The first thing the angel showed him was that the whole place glowed. But there was no sun, John said, because God was there and God is the light. There was no temple, because where God is is the temple so there wasn’t anyplace in the holy city that wasn’t temple. The walls, John said, were adorned with jewels, and the gates topped with pearls. (Were they really jewels and pearls, or were precious gems simply the best metaphors John could come up with to convey heaven’s hallucinatory opulence? Would a little child have seen the same thing and come back and told everybody that heaven was Candyland?)
The streets of God’s city, of course, were paved with gold. Not just decorated. Not just trimmed out. Paved. The walls and gates weren’t made of gems and pearls, just adorned. But the streets had gold instead of asphalt.
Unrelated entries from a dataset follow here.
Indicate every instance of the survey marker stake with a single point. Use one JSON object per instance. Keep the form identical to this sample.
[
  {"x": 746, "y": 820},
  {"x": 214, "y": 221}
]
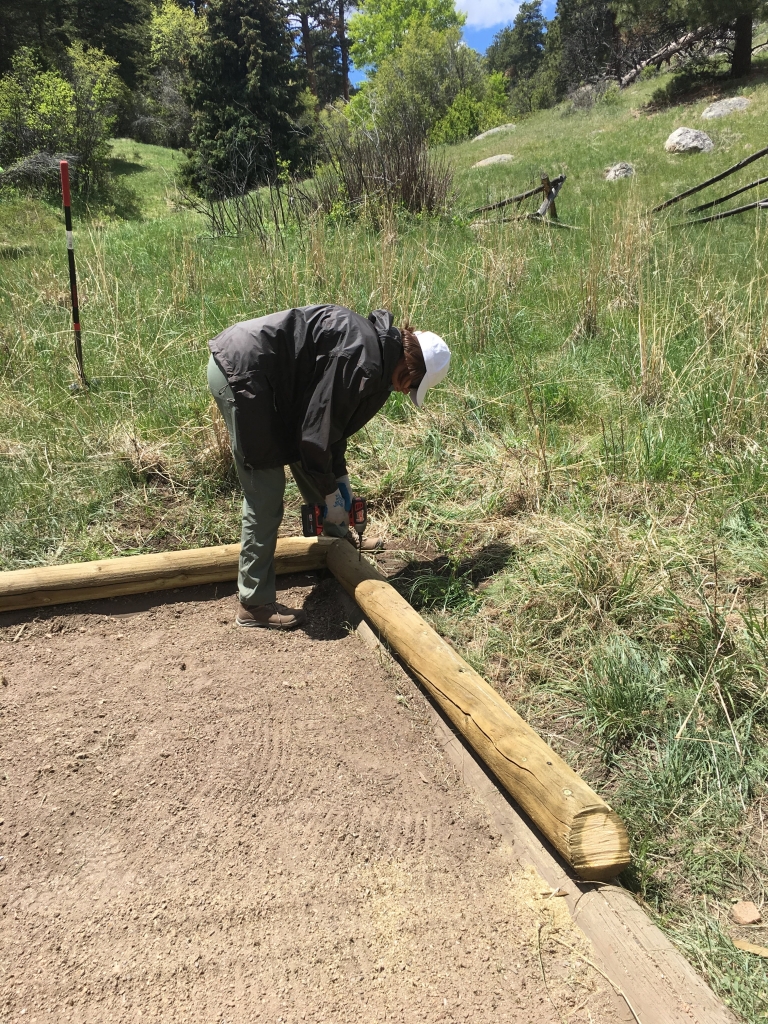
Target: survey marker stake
[{"x": 65, "y": 168}]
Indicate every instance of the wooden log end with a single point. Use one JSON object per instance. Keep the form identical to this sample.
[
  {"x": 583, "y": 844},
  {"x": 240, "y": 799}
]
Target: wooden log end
[{"x": 599, "y": 845}]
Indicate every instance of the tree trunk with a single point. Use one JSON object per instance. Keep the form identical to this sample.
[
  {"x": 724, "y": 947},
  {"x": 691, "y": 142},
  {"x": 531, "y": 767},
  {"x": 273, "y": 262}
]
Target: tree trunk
[
  {"x": 306, "y": 41},
  {"x": 741, "y": 61},
  {"x": 344, "y": 46}
]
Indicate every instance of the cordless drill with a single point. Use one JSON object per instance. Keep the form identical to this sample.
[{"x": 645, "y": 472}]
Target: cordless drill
[{"x": 311, "y": 519}]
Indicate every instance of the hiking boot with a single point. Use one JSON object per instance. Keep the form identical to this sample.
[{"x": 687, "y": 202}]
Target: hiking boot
[
  {"x": 269, "y": 616},
  {"x": 369, "y": 543}
]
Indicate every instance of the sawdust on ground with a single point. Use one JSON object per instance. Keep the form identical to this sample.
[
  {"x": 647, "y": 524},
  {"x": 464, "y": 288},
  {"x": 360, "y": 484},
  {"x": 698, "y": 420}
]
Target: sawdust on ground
[{"x": 205, "y": 823}]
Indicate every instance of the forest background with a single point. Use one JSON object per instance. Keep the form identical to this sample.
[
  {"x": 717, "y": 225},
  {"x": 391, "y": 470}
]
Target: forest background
[{"x": 593, "y": 473}]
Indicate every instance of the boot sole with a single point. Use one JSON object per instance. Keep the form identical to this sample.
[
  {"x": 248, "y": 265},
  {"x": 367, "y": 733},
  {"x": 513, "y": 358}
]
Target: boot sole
[{"x": 252, "y": 625}]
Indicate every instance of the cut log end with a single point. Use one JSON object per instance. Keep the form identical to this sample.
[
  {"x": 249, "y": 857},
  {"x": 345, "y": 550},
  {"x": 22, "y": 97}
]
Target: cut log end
[{"x": 598, "y": 843}]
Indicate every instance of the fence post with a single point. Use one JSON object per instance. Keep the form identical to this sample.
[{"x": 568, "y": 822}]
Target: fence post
[
  {"x": 65, "y": 169},
  {"x": 547, "y": 189}
]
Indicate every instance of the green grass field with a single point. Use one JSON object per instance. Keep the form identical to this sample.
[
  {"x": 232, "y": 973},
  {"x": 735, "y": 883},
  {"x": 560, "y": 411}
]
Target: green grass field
[{"x": 595, "y": 469}]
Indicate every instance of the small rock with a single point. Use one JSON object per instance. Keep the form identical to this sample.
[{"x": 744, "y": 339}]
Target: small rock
[
  {"x": 493, "y": 131},
  {"x": 688, "y": 140},
  {"x": 617, "y": 171},
  {"x": 722, "y": 108},
  {"x": 500, "y": 158},
  {"x": 745, "y": 913}
]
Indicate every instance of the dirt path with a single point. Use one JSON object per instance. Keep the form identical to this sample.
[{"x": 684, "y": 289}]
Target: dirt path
[{"x": 205, "y": 823}]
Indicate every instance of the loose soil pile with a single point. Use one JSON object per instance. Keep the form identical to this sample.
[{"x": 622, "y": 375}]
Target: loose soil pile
[{"x": 200, "y": 822}]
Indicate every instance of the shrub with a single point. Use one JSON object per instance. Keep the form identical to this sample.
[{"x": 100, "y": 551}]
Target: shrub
[
  {"x": 461, "y": 121},
  {"x": 47, "y": 112}
]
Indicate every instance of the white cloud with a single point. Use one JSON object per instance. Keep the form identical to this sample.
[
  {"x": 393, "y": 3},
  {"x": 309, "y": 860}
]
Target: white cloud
[{"x": 487, "y": 13}]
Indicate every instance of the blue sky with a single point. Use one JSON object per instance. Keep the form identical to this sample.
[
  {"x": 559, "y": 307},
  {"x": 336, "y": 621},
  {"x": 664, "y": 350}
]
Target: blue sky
[{"x": 484, "y": 18}]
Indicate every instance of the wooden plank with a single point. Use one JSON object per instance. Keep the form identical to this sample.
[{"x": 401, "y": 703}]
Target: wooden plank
[
  {"x": 656, "y": 981},
  {"x": 751, "y": 947},
  {"x": 143, "y": 573},
  {"x": 711, "y": 181},
  {"x": 548, "y": 207},
  {"x": 724, "y": 199},
  {"x": 582, "y": 826},
  {"x": 761, "y": 204},
  {"x": 513, "y": 199}
]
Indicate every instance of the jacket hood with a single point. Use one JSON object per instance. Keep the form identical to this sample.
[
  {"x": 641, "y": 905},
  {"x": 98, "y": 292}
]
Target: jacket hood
[{"x": 389, "y": 339}]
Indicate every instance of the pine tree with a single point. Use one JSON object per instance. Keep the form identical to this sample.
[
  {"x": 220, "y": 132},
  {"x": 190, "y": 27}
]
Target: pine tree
[
  {"x": 517, "y": 50},
  {"x": 245, "y": 98}
]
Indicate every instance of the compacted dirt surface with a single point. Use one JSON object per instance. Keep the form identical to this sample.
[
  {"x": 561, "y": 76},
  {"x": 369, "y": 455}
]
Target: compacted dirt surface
[{"x": 206, "y": 823}]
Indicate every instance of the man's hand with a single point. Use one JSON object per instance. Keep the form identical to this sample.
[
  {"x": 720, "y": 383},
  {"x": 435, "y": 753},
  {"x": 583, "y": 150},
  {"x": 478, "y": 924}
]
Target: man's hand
[
  {"x": 346, "y": 491},
  {"x": 336, "y": 515}
]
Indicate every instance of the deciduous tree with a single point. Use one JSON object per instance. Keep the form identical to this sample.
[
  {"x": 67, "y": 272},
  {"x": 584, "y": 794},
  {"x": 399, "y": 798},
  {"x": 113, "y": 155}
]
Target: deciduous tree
[{"x": 379, "y": 27}]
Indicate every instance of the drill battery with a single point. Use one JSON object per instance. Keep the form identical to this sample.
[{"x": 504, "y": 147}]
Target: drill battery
[{"x": 311, "y": 518}]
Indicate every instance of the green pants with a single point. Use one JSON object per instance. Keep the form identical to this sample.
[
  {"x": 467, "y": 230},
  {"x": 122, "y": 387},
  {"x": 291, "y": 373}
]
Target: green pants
[{"x": 262, "y": 504}]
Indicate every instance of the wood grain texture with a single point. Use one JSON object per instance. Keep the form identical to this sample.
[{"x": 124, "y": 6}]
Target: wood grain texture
[
  {"x": 141, "y": 573},
  {"x": 583, "y": 827},
  {"x": 641, "y": 964}
]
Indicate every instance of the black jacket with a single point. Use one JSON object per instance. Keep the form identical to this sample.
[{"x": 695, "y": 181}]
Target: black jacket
[{"x": 304, "y": 380}]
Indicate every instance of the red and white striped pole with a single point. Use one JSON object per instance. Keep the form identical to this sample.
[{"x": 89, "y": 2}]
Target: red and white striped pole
[{"x": 65, "y": 168}]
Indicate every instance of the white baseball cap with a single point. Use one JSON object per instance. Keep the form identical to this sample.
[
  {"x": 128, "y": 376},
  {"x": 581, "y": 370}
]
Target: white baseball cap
[{"x": 436, "y": 359}]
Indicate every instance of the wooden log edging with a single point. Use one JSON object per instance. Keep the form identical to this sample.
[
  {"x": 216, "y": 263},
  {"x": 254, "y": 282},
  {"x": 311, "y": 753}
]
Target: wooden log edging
[
  {"x": 140, "y": 573},
  {"x": 580, "y": 824}
]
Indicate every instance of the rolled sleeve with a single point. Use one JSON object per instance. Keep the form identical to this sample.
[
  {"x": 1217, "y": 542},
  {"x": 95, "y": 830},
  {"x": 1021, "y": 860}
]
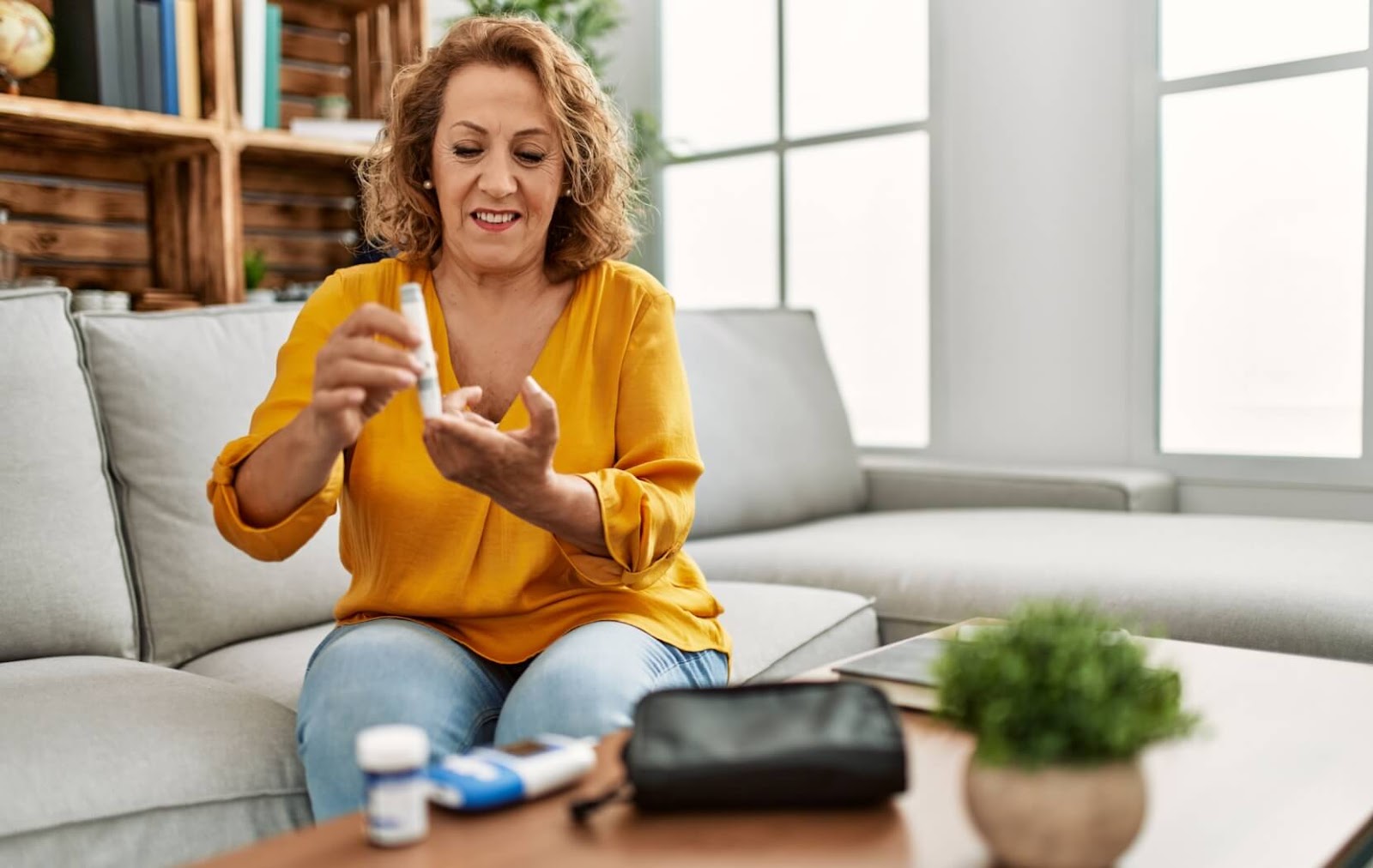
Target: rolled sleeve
[
  {"x": 290, "y": 393},
  {"x": 281, "y": 540},
  {"x": 647, "y": 500}
]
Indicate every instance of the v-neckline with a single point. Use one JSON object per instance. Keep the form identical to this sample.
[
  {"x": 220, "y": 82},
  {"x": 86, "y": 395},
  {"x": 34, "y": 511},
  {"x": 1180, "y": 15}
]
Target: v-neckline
[{"x": 448, "y": 377}]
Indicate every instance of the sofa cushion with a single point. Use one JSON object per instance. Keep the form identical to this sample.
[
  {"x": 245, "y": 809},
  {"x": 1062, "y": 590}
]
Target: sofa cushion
[
  {"x": 1273, "y": 584},
  {"x": 783, "y": 630},
  {"x": 769, "y": 422},
  {"x": 118, "y": 763},
  {"x": 820, "y": 626},
  {"x": 175, "y": 388},
  {"x": 272, "y": 666},
  {"x": 64, "y": 578}
]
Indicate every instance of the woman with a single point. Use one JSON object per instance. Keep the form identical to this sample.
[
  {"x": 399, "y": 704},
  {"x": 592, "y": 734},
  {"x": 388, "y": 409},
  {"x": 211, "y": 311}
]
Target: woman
[{"x": 517, "y": 564}]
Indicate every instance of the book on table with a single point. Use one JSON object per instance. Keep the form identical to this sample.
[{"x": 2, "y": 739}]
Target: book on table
[{"x": 905, "y": 672}]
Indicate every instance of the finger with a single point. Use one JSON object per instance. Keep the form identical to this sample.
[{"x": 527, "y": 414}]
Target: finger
[
  {"x": 480, "y": 420},
  {"x": 367, "y": 349},
  {"x": 457, "y": 401},
  {"x": 331, "y": 400},
  {"x": 352, "y": 372},
  {"x": 542, "y": 413},
  {"x": 374, "y": 319},
  {"x": 453, "y": 427}
]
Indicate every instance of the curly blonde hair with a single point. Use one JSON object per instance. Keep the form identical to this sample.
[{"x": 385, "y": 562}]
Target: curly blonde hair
[{"x": 595, "y": 223}]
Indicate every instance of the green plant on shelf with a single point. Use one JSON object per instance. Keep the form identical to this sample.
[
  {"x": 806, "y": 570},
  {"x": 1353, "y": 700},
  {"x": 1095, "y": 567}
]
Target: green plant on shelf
[
  {"x": 585, "y": 25},
  {"x": 1061, "y": 684},
  {"x": 254, "y": 268}
]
This is where the economy of heaven gets complicated. Gold is beautiful enough to look at. But light doesn’t go through it and get filtered and refracted by it, like gemstones. To the human eye, gold leaf is as lovely as a gold brick. We can’t see past the surfaces of opaque things to discern and admire the beauty of their interiors. The only part of a gold nugget we can really lust after is the outermost part we can see; the gold hidden beneath the surface only has value to us because we know that others desire it. We may desire the gold on the outside because it is beautiful. But we desire the gold on the inside because it is scarce. It is scarce because it is wanted by everyone and there is not enough for everyone. So then any gold that we don’t want for beauty’s sake we can trade to fulfill other desires: hunger, lust for sex or power, pride. Relief from pain or discomfort. Immunity, or at least distraction, from sorrow. Cosmetic camouflage for the effects of aging.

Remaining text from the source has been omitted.